背中から落ちても、正面から落ちても、どんな落ち方をしても、男の子の胸の中にすっぽりだ。
くっそう、それなのにわたしは……。
「ニナ、悪かったって」
すると、わたしには少女漫画チックな奇跡は起こらなかったか……と落胆するわたしのそばにしゃがみ込んだ百井くんが、目線を同じにしてそう口を開いた。
それは、いつもの一本調子の口調でもなく、暴君すさまじいわけでもなく、優しくて温かく、深みのある、とても静かな声だった。
その声に、心の中のささくれ立った部分が急速にしぼんでいく感覚を覚えて、
「……ううん、わたしこそごめん」
わたしはようやく、さっきから謝りたくても謝れなかった謝罪の言葉を口にすることができた。
けれど、八つ当たりもいいところのわたしは、とたんに恥ずかしくなってカーテンに顔を埋める。

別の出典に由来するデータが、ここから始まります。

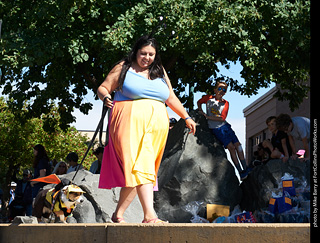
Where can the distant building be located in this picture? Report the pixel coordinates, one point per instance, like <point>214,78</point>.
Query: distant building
<point>90,134</point>
<point>256,114</point>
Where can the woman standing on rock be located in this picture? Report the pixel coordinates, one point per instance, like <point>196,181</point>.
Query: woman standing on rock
<point>138,126</point>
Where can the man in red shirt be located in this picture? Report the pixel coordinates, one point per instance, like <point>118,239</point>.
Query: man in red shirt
<point>216,114</point>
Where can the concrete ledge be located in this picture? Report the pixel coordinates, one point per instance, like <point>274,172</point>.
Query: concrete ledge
<point>153,233</point>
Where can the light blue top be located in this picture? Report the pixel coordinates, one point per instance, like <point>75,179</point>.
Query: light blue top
<point>136,87</point>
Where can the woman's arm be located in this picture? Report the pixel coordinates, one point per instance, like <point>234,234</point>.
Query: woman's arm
<point>110,84</point>
<point>174,103</point>
<point>42,174</point>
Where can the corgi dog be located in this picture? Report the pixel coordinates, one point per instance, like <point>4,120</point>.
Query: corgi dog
<point>59,201</point>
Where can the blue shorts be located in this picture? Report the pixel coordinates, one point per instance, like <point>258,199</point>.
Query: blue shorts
<point>225,135</point>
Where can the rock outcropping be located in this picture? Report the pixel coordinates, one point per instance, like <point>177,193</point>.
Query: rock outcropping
<point>194,168</point>
<point>263,180</point>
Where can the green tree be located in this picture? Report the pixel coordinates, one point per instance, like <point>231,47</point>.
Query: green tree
<point>18,140</point>
<point>55,50</point>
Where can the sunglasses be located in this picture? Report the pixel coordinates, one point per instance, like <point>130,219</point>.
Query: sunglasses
<point>223,89</point>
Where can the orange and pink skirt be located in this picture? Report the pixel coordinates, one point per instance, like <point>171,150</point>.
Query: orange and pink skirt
<point>138,131</point>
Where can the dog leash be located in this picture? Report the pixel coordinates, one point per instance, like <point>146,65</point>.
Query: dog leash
<point>99,128</point>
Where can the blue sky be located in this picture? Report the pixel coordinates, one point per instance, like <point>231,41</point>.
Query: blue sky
<point>235,116</point>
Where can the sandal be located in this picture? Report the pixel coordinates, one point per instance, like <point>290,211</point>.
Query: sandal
<point>117,219</point>
<point>155,221</point>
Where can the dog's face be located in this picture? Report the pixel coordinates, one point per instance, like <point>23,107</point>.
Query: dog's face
<point>71,195</point>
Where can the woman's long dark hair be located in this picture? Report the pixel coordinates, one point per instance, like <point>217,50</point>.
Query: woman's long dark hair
<point>40,155</point>
<point>155,69</point>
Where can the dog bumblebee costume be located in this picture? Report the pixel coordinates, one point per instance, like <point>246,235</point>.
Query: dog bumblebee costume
<point>57,199</point>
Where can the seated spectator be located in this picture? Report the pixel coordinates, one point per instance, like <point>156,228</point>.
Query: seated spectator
<point>297,128</point>
<point>72,159</point>
<point>96,165</point>
<point>22,203</point>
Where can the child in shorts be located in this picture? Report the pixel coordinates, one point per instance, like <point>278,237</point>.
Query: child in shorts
<point>216,114</point>
<point>279,146</point>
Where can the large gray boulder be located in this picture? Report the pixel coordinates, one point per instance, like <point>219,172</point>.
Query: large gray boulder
<point>194,168</point>
<point>263,180</point>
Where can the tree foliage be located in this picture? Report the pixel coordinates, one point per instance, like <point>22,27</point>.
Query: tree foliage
<point>55,50</point>
<point>18,140</point>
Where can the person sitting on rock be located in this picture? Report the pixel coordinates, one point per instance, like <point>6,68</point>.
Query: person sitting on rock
<point>279,147</point>
<point>297,128</point>
<point>217,111</point>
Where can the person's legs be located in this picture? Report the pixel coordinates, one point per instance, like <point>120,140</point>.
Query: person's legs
<point>241,155</point>
<point>127,194</point>
<point>145,193</point>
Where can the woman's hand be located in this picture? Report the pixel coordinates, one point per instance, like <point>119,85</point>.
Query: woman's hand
<point>191,125</point>
<point>107,101</point>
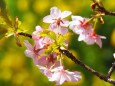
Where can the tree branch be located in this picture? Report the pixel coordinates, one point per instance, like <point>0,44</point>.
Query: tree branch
<point>74,59</point>
<point>112,68</point>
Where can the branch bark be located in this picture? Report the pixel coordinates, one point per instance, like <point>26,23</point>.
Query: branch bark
<point>75,60</point>
<point>100,8</point>
<point>78,62</point>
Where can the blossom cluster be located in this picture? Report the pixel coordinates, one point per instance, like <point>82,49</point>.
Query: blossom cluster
<point>45,51</point>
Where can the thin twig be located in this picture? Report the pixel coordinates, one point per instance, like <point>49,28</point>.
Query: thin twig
<point>112,68</point>
<point>74,59</point>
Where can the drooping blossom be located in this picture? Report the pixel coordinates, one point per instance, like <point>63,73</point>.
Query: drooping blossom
<point>56,19</point>
<point>60,75</point>
<point>86,33</point>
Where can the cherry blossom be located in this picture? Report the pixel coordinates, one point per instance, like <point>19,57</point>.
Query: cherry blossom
<point>32,52</point>
<point>57,17</point>
<point>56,20</point>
<point>40,41</point>
<point>94,38</point>
<point>60,75</point>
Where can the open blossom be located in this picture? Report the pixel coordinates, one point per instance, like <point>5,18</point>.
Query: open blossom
<point>60,75</point>
<point>32,52</point>
<point>80,25</point>
<point>92,38</point>
<point>56,20</point>
<point>57,17</point>
<point>40,41</point>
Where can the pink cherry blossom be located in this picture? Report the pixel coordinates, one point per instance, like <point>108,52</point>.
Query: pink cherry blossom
<point>32,52</point>
<point>59,30</point>
<point>94,38</point>
<point>46,71</point>
<point>57,17</point>
<point>40,41</point>
<point>60,75</point>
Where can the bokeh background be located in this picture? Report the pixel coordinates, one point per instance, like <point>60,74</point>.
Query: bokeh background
<point>18,70</point>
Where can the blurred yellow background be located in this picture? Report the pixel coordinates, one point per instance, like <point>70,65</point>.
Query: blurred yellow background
<point>18,70</point>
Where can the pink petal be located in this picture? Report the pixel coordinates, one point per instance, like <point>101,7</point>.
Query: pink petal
<point>55,12</point>
<point>65,14</point>
<point>39,29</point>
<point>79,18</point>
<point>64,23</point>
<point>29,53</point>
<point>48,19</point>
<point>98,42</point>
<point>63,30</point>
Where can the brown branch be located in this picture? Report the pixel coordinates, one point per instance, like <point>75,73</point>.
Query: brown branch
<point>25,34</point>
<point>112,68</point>
<point>74,59</point>
<point>100,8</point>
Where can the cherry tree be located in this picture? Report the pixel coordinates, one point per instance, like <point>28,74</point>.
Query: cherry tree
<point>51,44</point>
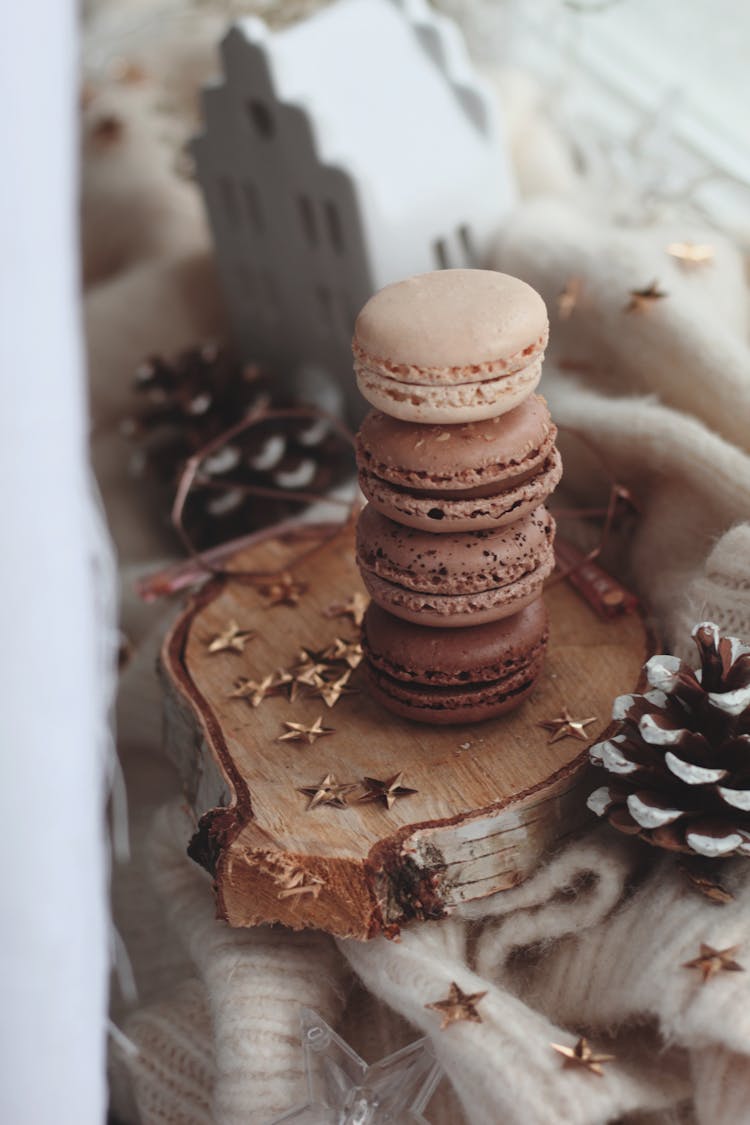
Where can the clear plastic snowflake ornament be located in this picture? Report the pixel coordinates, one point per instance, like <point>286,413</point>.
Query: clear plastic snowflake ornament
<point>343,1090</point>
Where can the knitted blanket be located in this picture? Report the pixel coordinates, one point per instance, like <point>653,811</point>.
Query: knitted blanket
<point>594,943</point>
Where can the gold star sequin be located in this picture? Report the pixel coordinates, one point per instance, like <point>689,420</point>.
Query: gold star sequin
<point>298,732</point>
<point>692,253</point>
<point>253,691</point>
<point>458,1007</point>
<point>232,639</point>
<point>332,690</point>
<point>285,591</point>
<point>354,609</point>
<point>348,651</point>
<point>567,727</point>
<point>581,1055</point>
<point>327,792</point>
<point>387,791</point>
<point>568,298</point>
<point>641,299</point>
<point>714,961</point>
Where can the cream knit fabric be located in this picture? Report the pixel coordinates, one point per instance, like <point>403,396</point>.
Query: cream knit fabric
<point>594,942</point>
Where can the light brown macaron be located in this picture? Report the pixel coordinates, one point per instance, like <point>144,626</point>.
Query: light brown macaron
<point>453,345</point>
<point>459,579</point>
<point>453,675</point>
<point>470,477</point>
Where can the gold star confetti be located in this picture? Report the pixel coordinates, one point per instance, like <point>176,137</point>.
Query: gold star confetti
<point>715,961</point>
<point>567,727</point>
<point>332,690</point>
<point>349,651</point>
<point>354,609</point>
<point>327,792</point>
<point>387,791</point>
<point>568,298</point>
<point>232,639</point>
<point>692,253</point>
<point>581,1055</point>
<point>641,299</point>
<point>253,691</point>
<point>298,732</point>
<point>458,1007</point>
<point>285,591</point>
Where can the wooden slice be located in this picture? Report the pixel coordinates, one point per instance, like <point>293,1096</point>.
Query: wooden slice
<point>491,799</point>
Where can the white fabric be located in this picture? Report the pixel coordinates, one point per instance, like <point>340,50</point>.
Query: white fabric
<point>595,941</point>
<point>57,612</point>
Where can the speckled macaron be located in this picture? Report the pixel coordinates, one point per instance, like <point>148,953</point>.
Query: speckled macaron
<point>450,347</point>
<point>453,675</point>
<point>458,579</point>
<point>469,477</point>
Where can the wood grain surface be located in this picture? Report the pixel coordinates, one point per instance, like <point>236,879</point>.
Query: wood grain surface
<point>493,798</point>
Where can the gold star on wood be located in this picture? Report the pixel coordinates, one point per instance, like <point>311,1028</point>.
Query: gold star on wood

百井くんが大人の対応をしてくれているぶんだけ、自分が本当に子どもっぽすぎて顔が上げられない……。
「ニナはあれだ、寂しい……?」
そうしていると脈絡なく百井くんが尋ねてきた。
彼にはして珍しく、きちんとした質問形になっているそれは、ぎこちなさすぎて、思わずぷっと吹き出してしまいそうなくらい、たどたどしい。